A Argentina sofre mais uma grave crise financeira, que une hiperinflação e baixas reservas internacionais. A escassez de dólares atinge proporções dramáticas, a ponto de haver desabastecimento de produtos importados, desde alimentos até carros.
Na década de 1980, o Brasil ficou insolvente como a Argentina por falta de dólares para bancar importações de petróleo. Foi quando Mário Henrique Simonsen cunhou a frase “a inflação aleija, mas o câmbio mata”. Quase ninguém se lembra disso porque o problema foi superado.
Algo que não é muito comentado porque não traz problemas atualmente são as reservas internacionais brasileiras. As da Argentina estão em US$ 27 bilhões, mas a maior parte está comprometida com dívidas. O Brasil tem hoje US$ 342 bilhões em reservas (relatório do BC de 11 de setembro), valor mais do que confortável. Mas nem sempre foi assim.
Quando assumi a presidência do Banco Central, em 2003, o Brasil tinha US$ 36 bilhões de reservas e devia ao Fundo Monetário Internacional (FMI). Como o País perdia recursos – o que entrava na balança de pagamentos era menos do que o que saía –, corria o risco de ficar insolvente.

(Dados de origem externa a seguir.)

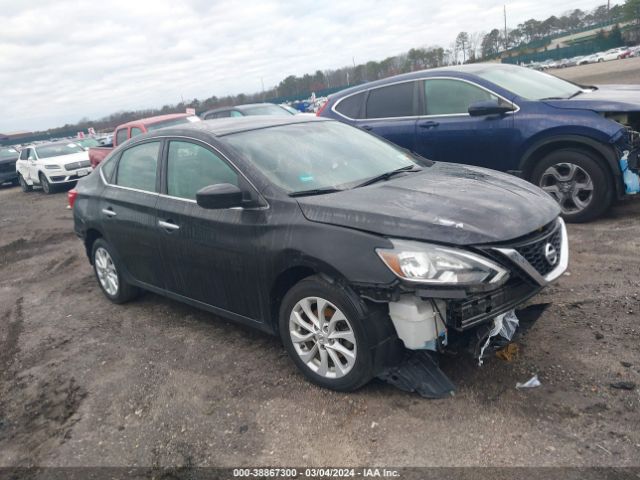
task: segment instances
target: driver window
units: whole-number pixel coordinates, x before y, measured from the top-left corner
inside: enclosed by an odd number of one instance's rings
[[[476,85],[445,78],[425,80],[424,94],[427,115],[469,113],[472,103],[498,100],[498,97]]]
[[[218,155],[191,142],[169,142],[167,156],[167,194],[196,199],[196,192],[208,185],[238,185],[237,173]]]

O processo de saída de dólares havia começado meses antes, devido à tensão em torno do que seria o governo Lula.
Quando o governo assumiu, iniciamos no BC um processo de controle da inflação, que depois envolveu aperfeiçoamentos na área de crédito e abriu a possibilidade de aproveitarmos o aumento das exportações para acumular reservas. Quando deixei a presidência do BC, em 2010, o Brasil tinha US$ 288 bilhões em reservas internacionais. É talvez um dos mais importantes ativos do País.
Para entender a importância disso, basta pensar na crise de 2015/16, quando o PIB caiu mais de 5% de junho de 2015 a maio de 2016. A situação era grave, mas era uma crise de raízes fiscais, ou seja, causada por excesso de gastos. Resolve-se isso como em 2016, com a retomada do controle dos gastos públicos. Não ter dólares para pagar importações e cumprir compromissos é um problema mais grave.
Um país com reservas robustas não cai no descrédito porque o mercado sabe que o Banco Central poderá usá-las. Foi o que fizemos na crise de 2008: quando o mercado de crédito se fechou, anunciamos que o BC emprestaria reservas suficientes para substituir os bancos internacionais durante um ano.
Além disso, venderia até US$ 50 bilhões no mercado de dólares para entrega futura, o que permitiu às empresas quitarem seus compromissos. A crise passou. Sem reservas, a Argentina não tem esse recurso à mão.